Kagoshima: Farmer sees pumice problem as opportunity

The Yomiuri Shimbun
Hiroshi Miyade shows pumice he will mix with the soil for the coffee trees seen behind him.

ISEN, Kagoshima — Pumice ejected from the undersea volcano Fukutoku-Okanoba near the Ogasawara Islands has been washing up on Okinawa Island and remote islands in Kagoshima Prefecture since late last year, greatly affecting the fishing and tourism industries.

However, what is a nuisance to some looked like an opportunity for the owner of three coffee groves on Tokunoshima island in Kagoshima Prefecture.

“Pumice is the savior of coffee farms,” said Hiroshi Miyade, a 45-year-old representative of the company Tokunoshima Coffee Farmers.

Tokunoshima sees a lot of rainfall in February and March, when the coffee beans are harvested, and the quality of the beans tends to decline due to too much moisture in the soil. Most of the soil on the island is red clay soil, which makes it difficult for coffee trees to take root, and growth tends to be slow.

The Yomiuri Shimbun

Coffee farmers there have been trying to improve the soil on their farms by mixing in volcanic-derived soil, such as Kanuma soil and Hyuga soil.

When Miyade heard that pumice had drifted ashore, he thought the pumice could make for a nice addition to the soil as it is also created by volcanoes.

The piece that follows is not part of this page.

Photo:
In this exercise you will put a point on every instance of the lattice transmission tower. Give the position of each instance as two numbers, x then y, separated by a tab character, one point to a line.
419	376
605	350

He has been working since October to improve drainage and the breathability of his farms’ soil by mixing in the pumice found along the shores.

He soaks the pumice in water for a certain period of time to remove salt, dries it in the sun, and then mixes it with the soil. Miyade has already used the pumice for 200 of the 2,000 coffee trees in his groves on the island.

Coffee bean production on Tokunoshima began 30 to 40 years ago, and there are currently about 30 coffee farmers, according to the local municipality of Isen.

Generally, it takes about 5 years — from sowing to harvesting — to produce coffee beans. It will be a few years, at least, to see if the quality of the beans has improved. However, whether the trees’ growth rates have improved should be known within a few months, Miyade said.

“I want to use it for the soil for 1,000 new trees that I plan to plant this spring,” Miyade added.